In June 1992, the employees filed notices of intention to hold a mechanic's lien, Ind.Code § 32–28–3–1, and corporate employees' lien, Ind.Code § 32–28–12–1, with the Wayne County Recorder's Office. The following June the employees and their union (collectively referred to as “the Union”) filed a complaint against Hewlett–Packard Company Financing and Remarketing Division (“HP”), Barclays Business Credit, Inc. (“the Bank”),1 and other third parties that conducted business with MEG. The Union specifically named HP and the Bank as defendants because of their security interests in MEG's property. That is, HP repossessed and sold its collateral previously held by MEG pursuant to HP's purchase money security interest in the collateral. In addition, the Bank provided financing to MEG and took a security interest in equipment and other items of property MEG purchased as well as a mortgage on the facility itself. The Union claimed that pursuant to the mechanic's lien and corporate employees' lien statutes, the employees' liens were superior to HP's and the Bank's. This was a novel argument under Indiana law.
The Bank filed its motion for summary judgment in late 1995, and HP filed its motion for summary judgment in early 1996. A hearing was held on these motions in May 1996. However, in July 1996 the trial court judge hearing the case disqualified himself because of a conflict of interest with one of the parties, and a special judge accepted jurisdiction in August 1996. Because there was no transcript of the earlier summary-judgment hearing, the special judge reheard the summary-judgment arguments in January 1997. The parties stipulated that the “time limitation for ruling upon a motion set forth in T.R. 53.1 shall not apply to ruling upon pending summary judgment motions.” Appellants' App. p. 534; see also Ind. Trial Rule 53.1(A) (“In the event a court fails for thirty (30) days to set a motion for hearing or fails to rule on a motion within thirty (30) days after it was heard or thirty (30) days after it was filed, if no hearing is required, upon application by an interested party, the submission of the cause may be withdrawn from the trial judge and transferred to the Supreme Court for the appointment of a special judge.”).

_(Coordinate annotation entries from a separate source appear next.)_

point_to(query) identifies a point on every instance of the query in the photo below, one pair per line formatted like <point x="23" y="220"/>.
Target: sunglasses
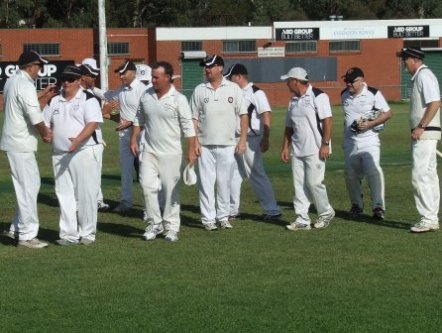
<point x="68" y="79"/>
<point x="351" y="81"/>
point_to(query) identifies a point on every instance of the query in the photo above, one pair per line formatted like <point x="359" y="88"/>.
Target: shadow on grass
<point x="43" y="234"/>
<point x="364" y="218"/>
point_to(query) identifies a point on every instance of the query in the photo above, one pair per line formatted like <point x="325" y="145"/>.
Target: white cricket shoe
<point x="424" y="227"/>
<point x="152" y="231"/>
<point x="171" y="236"/>
<point x="324" y="220"/>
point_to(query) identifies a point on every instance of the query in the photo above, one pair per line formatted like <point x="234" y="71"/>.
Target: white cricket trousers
<point x="161" y="173"/>
<point x="215" y="167"/>
<point x="251" y="166"/>
<point x="425" y="179"/>
<point x="77" y="176"/>
<point x="126" y="167"/>
<point x="26" y="180"/>
<point x="363" y="162"/>
<point x="308" y="181"/>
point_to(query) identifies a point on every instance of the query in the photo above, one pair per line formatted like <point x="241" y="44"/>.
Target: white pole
<point x="103" y="45"/>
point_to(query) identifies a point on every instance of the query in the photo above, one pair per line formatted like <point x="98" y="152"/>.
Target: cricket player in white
<point x="73" y="117"/>
<point x="165" y="115"/>
<point x="89" y="73"/>
<point x="250" y="164"/>
<point x="129" y="97"/>
<point x="424" y="120"/>
<point x="215" y="106"/>
<point x="307" y="135"/>
<point x="23" y="122"/>
<point x="362" y="146"/>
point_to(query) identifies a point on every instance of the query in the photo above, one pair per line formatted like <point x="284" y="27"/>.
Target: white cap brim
<point x="189" y="175"/>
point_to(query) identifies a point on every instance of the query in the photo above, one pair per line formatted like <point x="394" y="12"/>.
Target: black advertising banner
<point x="408" y="31"/>
<point x="47" y="75"/>
<point x="292" y="34"/>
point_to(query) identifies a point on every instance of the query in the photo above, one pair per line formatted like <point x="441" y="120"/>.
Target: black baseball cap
<point x="31" y="56"/>
<point x="71" y="72"/>
<point x="126" y="66"/>
<point x="352" y="74"/>
<point x="212" y="60"/>
<point x="236" y="69"/>
<point x="411" y="52"/>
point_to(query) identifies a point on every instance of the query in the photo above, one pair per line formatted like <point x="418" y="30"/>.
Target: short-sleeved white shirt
<point x="357" y="106"/>
<point x="129" y="98"/>
<point x="255" y="96"/>
<point x="21" y="112"/>
<point x="216" y="111"/>
<point x="68" y="118"/>
<point x="304" y="116"/>
<point x="424" y="90"/>
<point x="164" y="120"/>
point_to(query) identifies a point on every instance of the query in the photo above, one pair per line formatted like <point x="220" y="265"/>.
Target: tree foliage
<point x="148" y="13"/>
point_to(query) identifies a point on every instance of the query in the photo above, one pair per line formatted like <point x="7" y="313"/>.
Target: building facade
<point x="325" y="48"/>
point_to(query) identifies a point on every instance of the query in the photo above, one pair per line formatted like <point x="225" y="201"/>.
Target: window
<point x="117" y="48"/>
<point x="309" y="46"/>
<point x="192" y="46"/>
<point x="44" y="49"/>
<point x="345" y="46"/>
<point x="239" y="46"/>
<point x="423" y="43"/>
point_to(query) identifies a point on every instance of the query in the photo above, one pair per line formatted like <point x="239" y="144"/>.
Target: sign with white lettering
<point x="46" y="76"/>
<point x="411" y="31"/>
<point x="291" y="34"/>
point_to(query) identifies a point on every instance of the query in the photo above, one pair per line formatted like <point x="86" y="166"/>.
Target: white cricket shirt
<point x="21" y="112"/>
<point x="304" y="116"/>
<point x="357" y="106"/>
<point x="164" y="120"/>
<point x="68" y="118"/>
<point x="216" y="111"/>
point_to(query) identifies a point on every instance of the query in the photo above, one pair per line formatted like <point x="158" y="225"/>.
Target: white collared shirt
<point x="216" y="111"/>
<point x="164" y="120"/>
<point x="21" y="112"/>
<point x="304" y="116"/>
<point x="68" y="118"/>
<point x="129" y="98"/>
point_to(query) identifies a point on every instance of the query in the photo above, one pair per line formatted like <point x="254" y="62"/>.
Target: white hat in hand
<point x="189" y="175"/>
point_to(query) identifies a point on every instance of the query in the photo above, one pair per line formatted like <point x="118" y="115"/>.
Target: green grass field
<point x="355" y="276"/>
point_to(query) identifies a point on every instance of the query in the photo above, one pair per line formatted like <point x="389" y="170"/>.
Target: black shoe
<point x="268" y="217"/>
<point x="355" y="211"/>
<point x="378" y="213"/>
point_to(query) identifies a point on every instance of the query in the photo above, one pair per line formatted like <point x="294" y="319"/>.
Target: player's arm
<point x="266" y="119"/>
<point x="286" y="139"/>
<point x="429" y="114"/>
<point x="44" y="131"/>
<point x="134" y="140"/>
<point x="85" y="134"/>
<point x="324" y="151"/>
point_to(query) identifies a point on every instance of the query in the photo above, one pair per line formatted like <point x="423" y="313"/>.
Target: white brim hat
<point x="189" y="175"/>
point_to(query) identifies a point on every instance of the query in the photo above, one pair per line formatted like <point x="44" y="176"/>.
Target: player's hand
<point x="417" y="133"/>
<point x="123" y="125"/>
<point x="324" y="152"/>
<point x="74" y="145"/>
<point x="240" y="148"/>
<point x="265" y="144"/>
<point x="285" y="155"/>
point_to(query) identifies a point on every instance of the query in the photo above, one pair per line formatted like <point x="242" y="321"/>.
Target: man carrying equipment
<point x="424" y="120"/>
<point x="307" y="140"/>
<point x="250" y="165"/>
<point x="365" y="109"/>
<point x="215" y="108"/>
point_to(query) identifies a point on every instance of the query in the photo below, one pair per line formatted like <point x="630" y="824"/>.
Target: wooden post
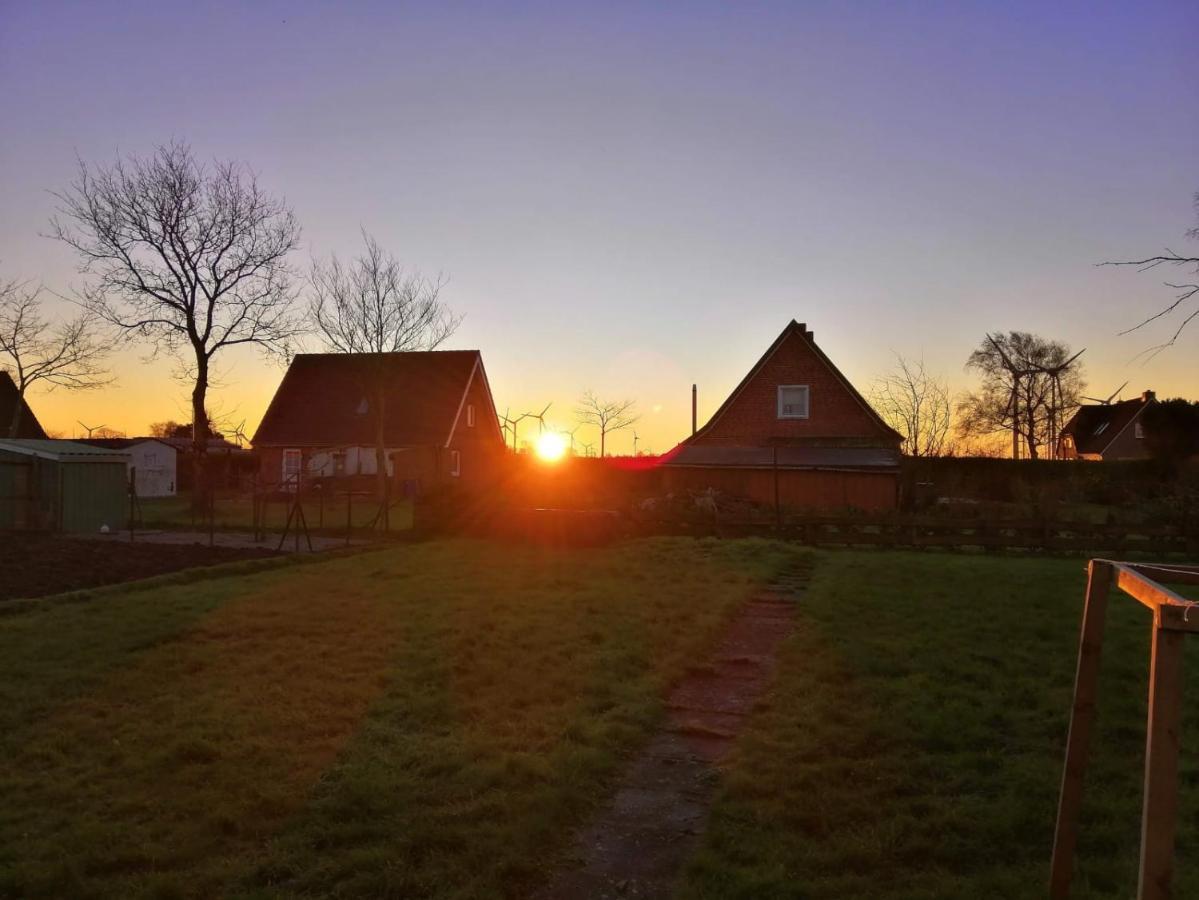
<point x="1158" y="816"/>
<point x="778" y="507"/>
<point x="1082" y="722"/>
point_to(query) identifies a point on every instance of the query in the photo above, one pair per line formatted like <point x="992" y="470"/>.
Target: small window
<point x="793" y="400"/>
<point x="291" y="461"/>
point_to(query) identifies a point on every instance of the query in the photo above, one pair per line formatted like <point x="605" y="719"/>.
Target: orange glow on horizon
<point x="550" y="447"/>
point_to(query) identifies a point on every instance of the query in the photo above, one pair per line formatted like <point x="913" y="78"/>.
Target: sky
<point x="632" y="198"/>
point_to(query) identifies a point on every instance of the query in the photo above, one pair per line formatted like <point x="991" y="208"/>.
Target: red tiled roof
<point x="1096" y="426"/>
<point x="29" y="427"/>
<point x="325" y="399"/>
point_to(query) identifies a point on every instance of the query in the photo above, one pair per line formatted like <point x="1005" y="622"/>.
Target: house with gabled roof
<point x="796" y="432"/>
<point x="440" y="426"/>
<point x="1107" y="430"/>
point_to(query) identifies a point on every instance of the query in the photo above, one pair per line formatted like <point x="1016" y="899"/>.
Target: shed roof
<point x="62" y="451"/>
<point x="325" y="399"/>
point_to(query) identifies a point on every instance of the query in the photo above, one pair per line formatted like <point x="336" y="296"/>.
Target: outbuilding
<point x="61" y="485"/>
<point x="152" y="466"/>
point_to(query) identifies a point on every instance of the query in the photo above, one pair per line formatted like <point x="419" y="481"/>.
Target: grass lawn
<point x="913" y="747"/>
<point x="423" y="720"/>
<point x="235" y="511"/>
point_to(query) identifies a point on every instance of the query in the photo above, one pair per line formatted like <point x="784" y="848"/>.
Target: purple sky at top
<point x="636" y="197"/>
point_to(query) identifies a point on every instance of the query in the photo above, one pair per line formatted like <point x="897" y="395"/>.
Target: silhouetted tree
<point x="606" y="415"/>
<point x="916" y="405"/>
<point x="1187" y="288"/>
<point x="1017" y="393"/>
<point x="373" y="306"/>
<point x="188" y="257"/>
<point x="70" y="355"/>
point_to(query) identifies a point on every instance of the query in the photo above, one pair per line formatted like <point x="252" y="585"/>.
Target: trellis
<point x="1174" y="616"/>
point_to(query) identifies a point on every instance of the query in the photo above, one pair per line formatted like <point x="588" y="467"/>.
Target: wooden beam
<point x="1161" y="805"/>
<point x="1082" y="723"/>
<point x="1149" y="592"/>
<point x="1169" y="574"/>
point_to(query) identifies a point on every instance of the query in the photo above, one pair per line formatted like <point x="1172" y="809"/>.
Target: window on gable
<point x="793" y="400"/>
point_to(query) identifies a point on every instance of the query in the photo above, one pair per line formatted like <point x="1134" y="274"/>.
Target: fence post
<point x="133" y="493"/>
<point x="1158" y="817"/>
<point x="1082" y="722"/>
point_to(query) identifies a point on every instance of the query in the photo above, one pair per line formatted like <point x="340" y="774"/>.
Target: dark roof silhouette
<point x="325" y="399"/>
<point x="29" y="427"/>
<point x="1094" y="427"/>
<point x="823" y="458"/>
<point x="799" y="328"/>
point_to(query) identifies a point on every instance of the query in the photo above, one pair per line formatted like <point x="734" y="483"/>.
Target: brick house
<point x="795" y="429"/>
<point x="440" y="424"/>
<point x="1107" y="430"/>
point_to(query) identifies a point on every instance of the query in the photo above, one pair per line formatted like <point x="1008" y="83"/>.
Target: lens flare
<point x="550" y="446"/>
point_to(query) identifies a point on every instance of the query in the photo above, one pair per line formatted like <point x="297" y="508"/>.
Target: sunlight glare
<point x="550" y="446"/>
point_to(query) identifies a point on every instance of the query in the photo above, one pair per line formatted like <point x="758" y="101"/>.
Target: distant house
<point x="440" y="420"/>
<point x="10" y="397"/>
<point x="795" y="429"/>
<point x="151" y="463"/>
<point x="1107" y="430"/>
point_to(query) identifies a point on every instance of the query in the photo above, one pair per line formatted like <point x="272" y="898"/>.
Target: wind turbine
<point x="1055" y="398"/>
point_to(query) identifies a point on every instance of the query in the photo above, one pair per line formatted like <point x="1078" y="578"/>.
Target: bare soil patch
<point x="40" y="565"/>
<point x="638" y="844"/>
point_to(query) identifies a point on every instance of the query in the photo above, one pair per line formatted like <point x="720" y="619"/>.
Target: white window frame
<point x="291" y="477"/>
<point x="807" y="400"/>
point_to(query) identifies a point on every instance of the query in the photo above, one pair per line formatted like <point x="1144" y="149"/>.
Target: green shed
<point x="61" y="485"/>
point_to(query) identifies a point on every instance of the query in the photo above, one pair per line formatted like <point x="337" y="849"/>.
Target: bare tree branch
<point x="606" y="415"/>
<point x="916" y="405"/>
<point x="373" y="306"/>
<point x="1187" y="291"/>
<point x="70" y="355"/>
<point x="186" y="257"/>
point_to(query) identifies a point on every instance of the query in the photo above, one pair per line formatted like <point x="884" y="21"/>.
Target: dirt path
<point x="638" y="844"/>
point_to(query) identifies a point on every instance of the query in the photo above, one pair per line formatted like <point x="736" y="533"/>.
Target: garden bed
<point x="40" y="565"/>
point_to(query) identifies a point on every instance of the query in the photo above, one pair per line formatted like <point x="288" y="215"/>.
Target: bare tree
<point x="1029" y="385"/>
<point x="606" y="415"/>
<point x="188" y="257"/>
<point x="1187" y="290"/>
<point x="70" y="355"/>
<point x="916" y="405"/>
<point x="373" y="306"/>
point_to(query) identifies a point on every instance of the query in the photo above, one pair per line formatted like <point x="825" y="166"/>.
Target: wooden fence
<point x="921" y="531"/>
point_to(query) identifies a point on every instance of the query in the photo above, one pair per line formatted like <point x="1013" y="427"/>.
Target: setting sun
<point x="550" y="446"/>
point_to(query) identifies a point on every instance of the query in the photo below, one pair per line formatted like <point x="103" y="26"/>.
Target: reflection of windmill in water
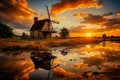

Following the January 1997 summary-judgment hearing, the parties filed supplemental memoranda. In April 1997, the Bank filed a second motion for summary judgment which added a federal preemption defense. Then, in October 1997, the parties submitted a thirty-page “Outline of Oral Argument” that meticulously explained their various positions on the summary-judgment motions.
From 1997 to 2011, the special judge did not rule on the summary-judgment motions. During this time period, the CCS mainly shows follow-ups to the summary-judgment motions and changes to the numerous attorneys involved in this litigation. But it shows some other activity, too. For example, in February 1998, the Bank asked the special judge to rule on the summary-judgment motions or, in the alternative, to hold a new hearing. Appellants' App. p. 610. In this motion, the Bank acknowledged that the issues were “complex.” Id. The special judge, however, never ruled on this motion. Then, in August 1999, the Bank requested a status conference. All parties appeared at the October 1999 status conference, following which they supplemented their previous summary-judgment filings.
In July 2001, which was approximately two years after the last status conference, the Union requested a status conference. Id. at 24–25. This would be the first and only action the Union took to move the litigation until HP filed a Trial Rule 41(E) motion to dismiss for failure to prosecute in 2011. The special judge, however, did not set a conference. After July 2001, nothing of substance occurred in the case until September 2008, when the special judge set a status conference for the following month.2 Id. at 26. The Union blames its lack of action during these seven years on its assumption that the special judge “was working on a ruling on the Motions for Summary Judgment.” Appellants' Br. p. 7. As an example of the lack of activity during this time period, the CCS reflects a nearly four-year period where not a single CCS entry was made. See Appellants' App. at 25 (December 2003 to September 2007). Following the October 2008 status conference, the parties stipulated that the Union's second amended complaint had indeed been filed. Id. at 27.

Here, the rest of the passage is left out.